“And you were just standing there,” he said slowly, “begging a stubborn fire in your dream to give you a bit of warmth.”


“I wasn’t begging,” James said, more sharply than he intended. He shifted in his chair. “I just… wanted to know why it was like that. It seemed… sentient, somehow. Persisting in solitude, while endless devotees crowded around for a morsel of heat, a crumb of an answer.”

“Did you talk to anyone?” Dave asked.

“No.” James’s gaze drifted back to the hearth. “I didn’t dare to. To interact with the figures nor with that contained, cognizant sun.”

He rubbed at his forearms, suddenly aware of the goosebumps lifting on his skin despite the room’s heat.

“I woke up just as the drums grew louder,” he finished softly. “Rising in tempo, threatening to consume anything and everything all around me. It sounded like heavy rain, or a loud waterfall, or wind- yes wind, wind as if it was blowing past and all around me, threatening to whip me away. And…” He hesitated, then added, “When I woke, the sound had blended with the snowstorm outside- but I could still see the light. You know when you look at something bright and then close your eyes, and the shape stays? It was like that. Only it didn’t fade. Not for a long time.”

The fire cackled rhythmically between the two men. Outside, the wind battered at the lodge, less like weather and more like a thing offended by the existence of four wooden walls and a stubborn fire within.
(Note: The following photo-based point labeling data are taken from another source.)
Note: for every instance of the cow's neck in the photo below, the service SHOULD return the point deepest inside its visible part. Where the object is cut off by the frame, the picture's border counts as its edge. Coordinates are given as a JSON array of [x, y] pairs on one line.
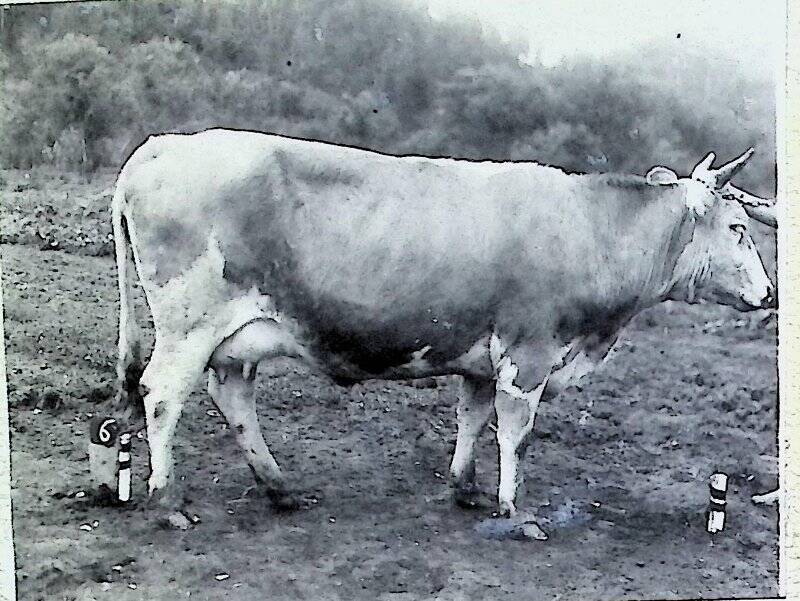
[[647, 263]]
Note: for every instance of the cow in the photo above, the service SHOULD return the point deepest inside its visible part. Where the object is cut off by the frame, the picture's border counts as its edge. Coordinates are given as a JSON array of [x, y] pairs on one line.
[[516, 276]]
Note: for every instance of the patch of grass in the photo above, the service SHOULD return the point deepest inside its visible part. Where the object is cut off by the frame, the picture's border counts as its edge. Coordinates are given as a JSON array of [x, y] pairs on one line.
[[56, 211]]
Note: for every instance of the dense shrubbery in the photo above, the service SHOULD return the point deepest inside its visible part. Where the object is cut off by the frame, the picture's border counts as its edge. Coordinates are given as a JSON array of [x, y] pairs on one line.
[[94, 79]]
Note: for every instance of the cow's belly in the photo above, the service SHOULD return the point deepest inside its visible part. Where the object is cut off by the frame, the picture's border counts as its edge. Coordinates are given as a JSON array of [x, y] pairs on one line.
[[267, 338]]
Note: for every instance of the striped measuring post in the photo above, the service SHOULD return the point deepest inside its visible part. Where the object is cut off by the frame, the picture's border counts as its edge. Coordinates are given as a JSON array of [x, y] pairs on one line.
[[718, 490], [124, 468]]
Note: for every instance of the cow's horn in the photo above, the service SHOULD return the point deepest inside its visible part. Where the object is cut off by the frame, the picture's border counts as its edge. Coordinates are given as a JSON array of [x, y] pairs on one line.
[[764, 214], [760, 209], [724, 174], [702, 170]]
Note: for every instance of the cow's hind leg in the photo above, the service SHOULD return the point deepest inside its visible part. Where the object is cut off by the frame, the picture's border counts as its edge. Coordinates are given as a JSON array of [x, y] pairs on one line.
[[474, 408], [175, 366], [232, 389]]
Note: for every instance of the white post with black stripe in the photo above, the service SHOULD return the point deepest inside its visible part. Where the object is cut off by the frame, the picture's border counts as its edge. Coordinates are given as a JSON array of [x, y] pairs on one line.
[[718, 489], [124, 468]]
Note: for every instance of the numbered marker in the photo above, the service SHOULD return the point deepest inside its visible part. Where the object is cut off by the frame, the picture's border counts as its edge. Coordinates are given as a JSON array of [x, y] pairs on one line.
[[718, 489], [103, 434]]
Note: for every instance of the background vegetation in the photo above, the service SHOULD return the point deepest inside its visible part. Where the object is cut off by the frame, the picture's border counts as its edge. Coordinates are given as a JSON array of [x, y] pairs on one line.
[[83, 84]]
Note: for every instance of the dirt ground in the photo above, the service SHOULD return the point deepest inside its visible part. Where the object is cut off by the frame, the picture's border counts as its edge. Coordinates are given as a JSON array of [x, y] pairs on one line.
[[618, 472]]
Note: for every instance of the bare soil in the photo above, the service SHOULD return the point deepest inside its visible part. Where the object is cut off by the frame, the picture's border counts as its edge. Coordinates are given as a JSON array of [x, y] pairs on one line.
[[618, 472]]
Dave shifted, the old chair groaning under his weight. He leaned forward, elbows on knees, hands wrapped around his mug.

“You’re a special guy, James,” he said finally, and there was no sarcasm in it now. “Most Dwarini men dream of leaving this godforsaken place, or at the very least—liberation from this cold. They dream of Vrishivanti beaches, hell, Vrishivanti girls, anything that isn’t white and trying to kill them all throughout their measly existence.”

a fireball?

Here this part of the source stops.